Five and a half miles off Cherbourg the Leopoldville was torpedoed by the German U-boat U-486.
At 17:54 Hrs. U-486 attacked. The torpedo struck on the starboard side aft and exploded in the number four hold. Compartments were flooded and stairwells blown away.
Men in other parts of the ship who felt the blow and know what it was, began to make their way to deck with discipline and lack of panic. They lined up in formation and waited for instructions. There appeared to be much confusion between the escorts and the stricken ship.
Orders to “take in tow” were issued and countermanded,
The communications between the English ships and the American troop command in Cherbourg were confused by forces using different radio frequencies and codes.
The escorting ships were attacking the submarine contacts and attempting to coordinate assistance to the troop ship. At 18: 25 Hrs. the order came to abandon ship. The 48 degree water was suddenly filled with hundreds of struggling men. In the more than 2 hours that they had stood on deck, no one had instructed them to prepare to enter the water by removing their heavy clothing or gear. Now they were in a rough sea weighed down by their full field kit. Most had quickly divested themselves of their boots, rifles , ammunition and helmets. On striking the water if not tied together tightly, the two pillows which formed the front and back of the jacket snapped up with great force and broke the wearer’s neck. The same occurred with helmet straps if not unfastened.

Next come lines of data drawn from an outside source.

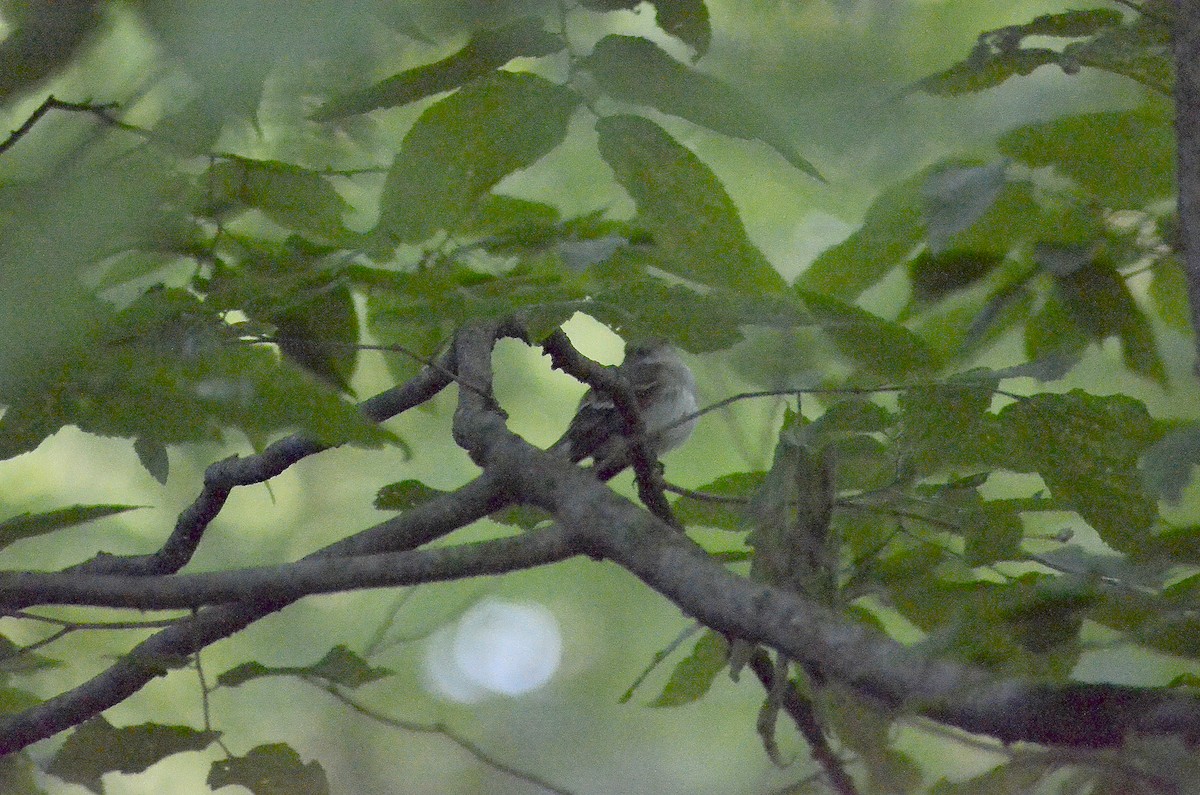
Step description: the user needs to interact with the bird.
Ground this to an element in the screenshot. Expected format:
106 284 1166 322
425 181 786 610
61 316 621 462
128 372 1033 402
550 339 697 480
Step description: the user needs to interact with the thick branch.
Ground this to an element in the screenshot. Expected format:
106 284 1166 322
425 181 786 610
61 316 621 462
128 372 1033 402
0 527 575 610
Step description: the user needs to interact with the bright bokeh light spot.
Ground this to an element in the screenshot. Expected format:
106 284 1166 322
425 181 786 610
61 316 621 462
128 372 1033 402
425 599 563 703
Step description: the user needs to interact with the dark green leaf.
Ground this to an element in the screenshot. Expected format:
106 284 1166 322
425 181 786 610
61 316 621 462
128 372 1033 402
797 289 941 379
206 743 329 795
376 72 580 243
217 660 273 687
899 382 997 476
203 155 348 239
1055 257 1166 383
998 104 1175 208
587 267 743 353
312 17 565 121
908 250 1004 301
797 173 925 300
652 0 713 58
133 436 170 485
376 480 448 510
269 281 359 394
650 630 730 706
0 506 143 549
46 717 220 793
596 115 784 292
997 389 1159 552
581 36 821 179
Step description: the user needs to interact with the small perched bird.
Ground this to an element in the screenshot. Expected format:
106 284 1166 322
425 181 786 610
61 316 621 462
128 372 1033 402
551 340 697 480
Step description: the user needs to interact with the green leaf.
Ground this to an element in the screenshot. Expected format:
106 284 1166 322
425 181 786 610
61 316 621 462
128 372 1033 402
596 115 784 293
672 472 767 532
581 35 822 179
376 72 580 243
0 506 143 549
899 382 997 476
587 266 744 353
652 0 713 58
304 644 394 688
374 480 448 510
0 753 47 795
997 389 1159 552
998 103 1175 209
796 288 941 379
270 281 359 394
312 17 565 121
1148 257 1192 334
205 743 329 795
217 644 392 688
46 717 221 793
796 174 925 300
133 436 170 485
650 630 730 706
922 160 1008 253
917 8 1122 96
202 155 349 239
1055 256 1166 384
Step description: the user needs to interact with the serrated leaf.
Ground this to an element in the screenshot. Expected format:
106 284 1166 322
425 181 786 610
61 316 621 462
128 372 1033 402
487 506 552 531
581 36 822 179
133 436 170 485
596 115 784 293
796 174 925 300
652 0 713 58
587 267 743 353
997 389 1159 552
998 104 1175 209
376 72 580 243
270 281 359 395
1055 253 1166 384
46 717 221 793
203 155 349 239
0 506 143 549
922 160 1008 253
650 630 730 706
205 743 329 795
312 17 565 121
796 288 941 379
1148 257 1192 334
899 381 998 476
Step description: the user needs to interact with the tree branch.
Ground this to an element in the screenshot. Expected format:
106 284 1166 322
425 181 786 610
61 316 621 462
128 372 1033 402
0 526 575 610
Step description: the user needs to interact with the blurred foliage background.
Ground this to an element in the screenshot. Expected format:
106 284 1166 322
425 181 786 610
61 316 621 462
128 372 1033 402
0 0 1185 795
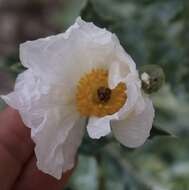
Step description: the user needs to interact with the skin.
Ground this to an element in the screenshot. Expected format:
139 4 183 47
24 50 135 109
0 107 73 190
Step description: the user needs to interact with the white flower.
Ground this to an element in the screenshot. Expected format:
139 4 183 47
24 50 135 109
2 18 154 179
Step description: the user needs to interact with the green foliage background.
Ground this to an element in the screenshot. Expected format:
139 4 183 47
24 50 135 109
0 0 189 190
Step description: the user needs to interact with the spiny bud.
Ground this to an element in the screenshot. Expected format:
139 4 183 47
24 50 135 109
140 65 165 94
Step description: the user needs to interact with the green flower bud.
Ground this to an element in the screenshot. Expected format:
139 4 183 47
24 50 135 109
139 65 165 94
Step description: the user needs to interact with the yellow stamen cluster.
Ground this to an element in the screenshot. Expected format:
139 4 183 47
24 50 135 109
76 69 127 117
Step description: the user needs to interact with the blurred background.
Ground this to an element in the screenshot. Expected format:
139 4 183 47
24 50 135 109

There were several investigations by the admiralty into the details of the sinking, but in wartime these things were kept secret and as a result the families of the solders were not aware of what happened for years.

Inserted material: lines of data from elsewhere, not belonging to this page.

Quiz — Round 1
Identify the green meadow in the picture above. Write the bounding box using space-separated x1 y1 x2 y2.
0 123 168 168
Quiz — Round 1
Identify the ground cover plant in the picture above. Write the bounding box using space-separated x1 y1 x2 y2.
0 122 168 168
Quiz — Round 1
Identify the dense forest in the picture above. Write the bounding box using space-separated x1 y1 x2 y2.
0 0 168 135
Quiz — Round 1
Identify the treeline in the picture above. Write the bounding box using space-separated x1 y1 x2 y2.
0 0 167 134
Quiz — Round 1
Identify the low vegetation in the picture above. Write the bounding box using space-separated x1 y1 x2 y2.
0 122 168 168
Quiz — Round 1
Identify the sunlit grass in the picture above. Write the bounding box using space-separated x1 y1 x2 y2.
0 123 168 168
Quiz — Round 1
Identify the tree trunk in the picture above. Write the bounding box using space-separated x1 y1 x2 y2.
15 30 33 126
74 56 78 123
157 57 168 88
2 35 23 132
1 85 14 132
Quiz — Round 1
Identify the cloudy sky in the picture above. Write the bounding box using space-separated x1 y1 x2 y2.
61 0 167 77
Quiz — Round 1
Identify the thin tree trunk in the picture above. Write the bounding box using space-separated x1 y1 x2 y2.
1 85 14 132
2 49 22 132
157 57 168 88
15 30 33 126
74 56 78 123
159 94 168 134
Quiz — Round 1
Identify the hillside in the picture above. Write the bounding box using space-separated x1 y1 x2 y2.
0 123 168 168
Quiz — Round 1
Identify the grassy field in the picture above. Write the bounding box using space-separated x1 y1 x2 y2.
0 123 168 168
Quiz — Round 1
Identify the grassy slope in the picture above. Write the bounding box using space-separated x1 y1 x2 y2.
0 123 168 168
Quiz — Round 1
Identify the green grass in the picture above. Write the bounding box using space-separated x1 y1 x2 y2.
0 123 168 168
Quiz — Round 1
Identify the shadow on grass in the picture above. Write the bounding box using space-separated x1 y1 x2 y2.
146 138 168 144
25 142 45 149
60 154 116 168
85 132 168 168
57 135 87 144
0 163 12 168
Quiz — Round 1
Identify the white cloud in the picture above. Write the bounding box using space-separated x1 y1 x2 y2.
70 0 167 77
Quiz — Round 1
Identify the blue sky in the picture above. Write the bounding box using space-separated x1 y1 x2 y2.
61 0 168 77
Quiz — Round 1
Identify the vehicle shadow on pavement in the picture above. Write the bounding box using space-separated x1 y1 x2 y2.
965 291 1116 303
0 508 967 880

That Christmas Eve night 1945, 763 man died, among them Frank Aschman.
On January 17th 1945 the family received a telegram that their son was “Missing in action”.
March 7th 1945 another telegram stated PFC Aschman had been “Killed in Action.” No other word or detail was ever released to the family by the War Department.
In 1963, almost 20 years after the incident a book entitled, “The night before Christmas" was written by Joaquin Sanders, which told of the sinking.
Only then did the families of the 763 men of the 66th Infantry Division find out the truth of how their loved ones died.